In this blog I wanted to talk a little about hospital statistics, which have been so crucial for the understanding of this pandemic.
A wide range of metrics have become common currency in public debate over the past few weeks: the number of deaths, the number of positive COVID-19 cases, the number of tests being undertaken. Another important metric which you will have seen being used in Welsh Government press conferences, and in the slides presented every day by the UK Government, is the number of people in hospital with COVID-19. This is an important figure in telling us how many people are in hospital, and therefore the pressure on the NHS and the potential impact on our critical care capacity if the health of those patients deteriorate. The number of people in hospital is also one of the measures that can be used to understand and model whether the measures that are in place are slowing down the transmission of the virus.
Changes to the hospitalisation measures
We’ve recently changed how we’re capturing data on the number of people in hospital, and this has had an impact on the time series you will have seen published for Wales. When a patient is admitted to hospital, their symptoms will be identified by clinicians who will consider if the patient is showing symptoms of COVID-19. When the data are reported nationally to us on a daily basis, we ask health boards to categorise whether patients are a confirmed COVID-19 case (i.e that they have been tested positive for COVID-19) or suspected to have COVID-19. The number of people in hospital has been reported as the combination of these patients.
Since last Monday (25 May) we have asked health boards to change their daily reporting to us. We have now asked them to separate out patients who are recovering (and are rehabilitating). This has been done because recovering patients in rehabilitation, may be nursed in different ways, in different locations and it is important to understand this.
Furthermore, some organisations were already moving recovering patients from their data on COVID beds to non-COVID beds in their reporting. This gave us a misleading understanding of both the trends in COVID patients, and in terms of the demands on the NHS from non-COVID patients. By making the changes to reporting we will achieve a clear and consistent picture across Wales of the impact of COVID on capacity.
In the short-term it has meant some discontinuities in the time series most notably on May 22 and May 26 as health boards moved patients back from “non-COVID” pathways to a COVID pathway. This can be seen in two clear spikes in the series. In future we will be drawing out the different categories clearly in our figures.
Getting our language right
Over the past few weeks much has been spoken of critical care capacity and usage. It’s important to understand what this means. Pre-COVID our NHS capacity would have been at around 150 critical care beds. Since preparations were made for the NHS to be ready for significant pressure on critical care capacity as a result of the pandemic, health boards identified “surge capacity” which has resulted, at times in around 400 beds being available for critical care use.
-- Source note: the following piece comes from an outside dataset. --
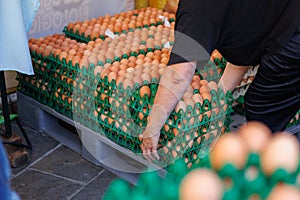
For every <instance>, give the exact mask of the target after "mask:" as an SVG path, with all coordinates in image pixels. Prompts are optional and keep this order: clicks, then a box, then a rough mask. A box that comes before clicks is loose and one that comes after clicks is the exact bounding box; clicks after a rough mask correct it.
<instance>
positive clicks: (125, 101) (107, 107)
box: [82, 72, 231, 164]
This included general and acute beds that had some intensive care provision, such as mechanical ventilators, attached. This surge capacity is crucial for providing the breathing support that patients would need under significant COVID-19 complexities, but those beds are not in critical care units. Therefore to ensure we are presenting the data as accurately as possible we have started using terminology around “Invasive ventilated beds” instead of “Critical care beds” in reporting.
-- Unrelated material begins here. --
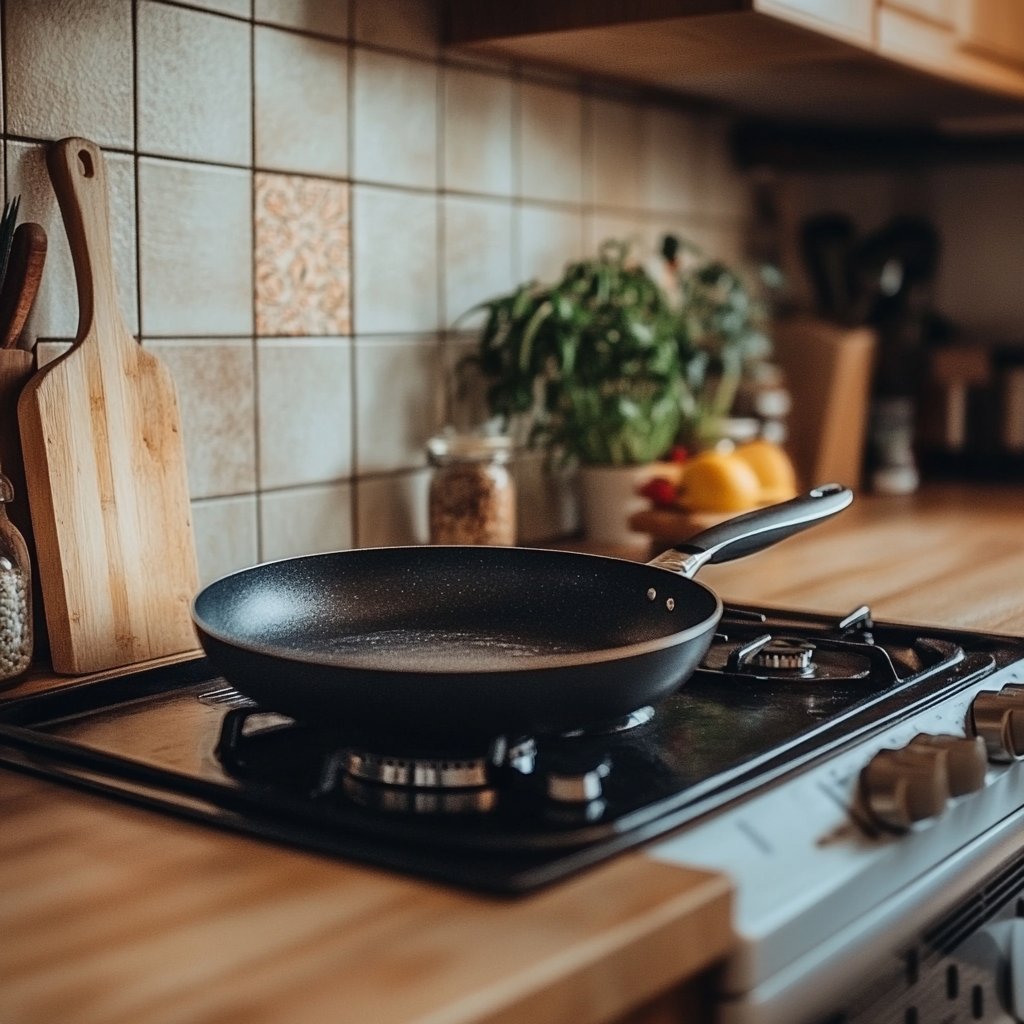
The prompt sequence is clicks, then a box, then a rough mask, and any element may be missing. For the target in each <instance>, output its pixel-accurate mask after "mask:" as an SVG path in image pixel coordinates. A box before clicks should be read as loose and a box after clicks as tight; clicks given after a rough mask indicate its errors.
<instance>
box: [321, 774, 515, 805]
mask: <svg viewBox="0 0 1024 1024" xmlns="http://www.w3.org/2000/svg"><path fill="white" fill-rule="evenodd" d="M341 785H342V788H343V790H344V792H345V794H346V796H348V797H350V798H351V799H352V800H353V801H354V802H355V803H356V804H359V805H361V806H362V807H372V808H374V809H375V810H380V811H391V812H394V811H399V812H403V813H407V814H481V813H485V812H486V811H490V810H494V809H495V807H496V806H497V805H498V793H497V792H496V791H495V790H489V788H468V790H411V788H403V787H399V786H395V785H379V784H375V783H373V782H362V781H360V780H359V779H357V778H353V777H352V776H351V775H346V776H345V777H344V779H342V783H341Z"/></svg>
Some thoughts on data quality and transparency
We are in remarkable times and this has led to unprecedented demand for information, in real-time, about the impact the pandemic is having. As a result statisticians, and the people who provide us with data, are having to produce data at a rate which would have been unimaginable just 3 months ago. This was brilliantly described by the Director-General for statistics regulation, Ed Humpherson, in his recent blog. We are seeing data collected from schools daily and published within hours of receipt. We are seeing the NHS provide daily reports that contribute within hours to publications and press conferences. These are data being gathered, at pace, through administrative systems by critical workers whose primary objective has to be to deliver safe care and interventions to the public.
We know from long experience that administrative data needs to be handled with care, validated and challenged, to ensure what is being counted is what we thought was being counted. That is why there is often a lag between the period to which data relate and official statistics publications that follow.
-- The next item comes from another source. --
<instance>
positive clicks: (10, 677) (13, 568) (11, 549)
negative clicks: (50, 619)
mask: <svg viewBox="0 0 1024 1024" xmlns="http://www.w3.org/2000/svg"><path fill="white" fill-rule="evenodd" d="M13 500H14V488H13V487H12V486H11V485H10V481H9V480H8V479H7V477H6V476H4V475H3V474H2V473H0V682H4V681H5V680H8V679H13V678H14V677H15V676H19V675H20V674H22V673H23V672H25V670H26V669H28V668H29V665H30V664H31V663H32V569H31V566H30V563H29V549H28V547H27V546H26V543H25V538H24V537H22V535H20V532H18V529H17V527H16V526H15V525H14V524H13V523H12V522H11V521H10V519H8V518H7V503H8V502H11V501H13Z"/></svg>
However at this time, we don’t have the luxury of weeks (or even hours) for validation, and as a result I think it is only fair to those people providing these data that I should be clear – we cannot expect these data to be perfect all the time. We should expect there will be some revisions to data as guidance is continuously being clarified and the resulting statistics are scrutinised. Nevertheless the benefits of transparency and openness at this time is paramount and the public have a right to expect to understand what is happening in their NHS. Therefore we and other government departments are publishing a range of “management information” albeit with appropriate health warnings. Our job as government statisticians is to do as much as we can to explain clearly and openly the limitations of those data, and to be transparent to users when we identify issues, as I have sought to do above.